All that explanation aside, below is the command modified to pull only files from RootFolder1 and change them to the “cool” tier. If you had RootFolder2 and RootFolder3, they would remain the Access Tier they currently are. Items in bold need to be from your account.

Install-Module -Name AzureRM
Set-ExecutionPolicy -ExecutionPolicy RemoteSigned
Import-Module AzureRM
$StgAcc = “YourStorageAccountName”
$StgKey = “YourConnectionKey”
$Container = “YourContainerName”
$ctx = New-AzureStorageContext -StorageAccountName $StgAcc -StorageAccountKey $StgKey
Connect-AzureRmAccount
$blob = Get-AzureStorageBlob -Container $Container -Context $ctx -blob RootFolder1*
$blob.icloudblob.setstandardblobtier("Cool")

*after “Connect-AzureRmAccount” you will be prompted for a username and password to connect to Azure.

Recommendation:

After line 9, you can enter $blob to see what is stored in that variable. I did this to ensure it only pulled the files I wanted to change. It also shows the AccessTier. I ran it again after line 10 to verify the AccessTier changed.

Second Example:

If you want to make changes on a subfolder of a root folder, or a folder four levels deep, the modification is just to the -blob parameter.

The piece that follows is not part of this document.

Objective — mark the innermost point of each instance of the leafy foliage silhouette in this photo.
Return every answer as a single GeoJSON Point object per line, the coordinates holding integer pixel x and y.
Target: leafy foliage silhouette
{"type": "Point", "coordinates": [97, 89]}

Say in “YourContainerName” there is folder strucure “RootFolder1\subfolder1\sub subfolder\” you would modify the -blob parameter as follows (note that the folder structure has a space, so requires the quotes:

Install-Module -Name AzureRM
Set-ExecutionPolicy -ExecutionPolicy RemoteSigned
Import-Module AzureRM
$StgAcc = “YourStorageAccountName”
$StgKey = “YourConnectionKey”
$Container = “YourContainerName”
$ctx = New-AzureStorageContext -StorageAccountName $StgAcc -StorageAccountKey $StgKey
Connect-AzureRmAccount
$blob = Get-AzureStorageBlob -Container $Container -Context $ctx -blob "RootFolder1/subfolder1/sub subfolder/*"
$blob.icloudblob.setstandardblobtier("Cool")

Additional helpful notes, maybe

YourStorageAccountName  – open the Azure portal and go to “storage accounts”. the “Name” of the accounts your containers are in is what is used here.
YourConnectionKey  – once you have your storage account open, go to “Access Keys” under settings, this is the super long and complicated string under “Key”
YourContainerName – same page you are already on, scroll down to “container” under Blob Service. This will be the “Name” that contains the data that you want to work with.

The Saga is Complete

And with that I will go home, plug in my computer and let powershell change the AccessTier of a couple thousand files while I get some food and melt my brain with junk TV shows.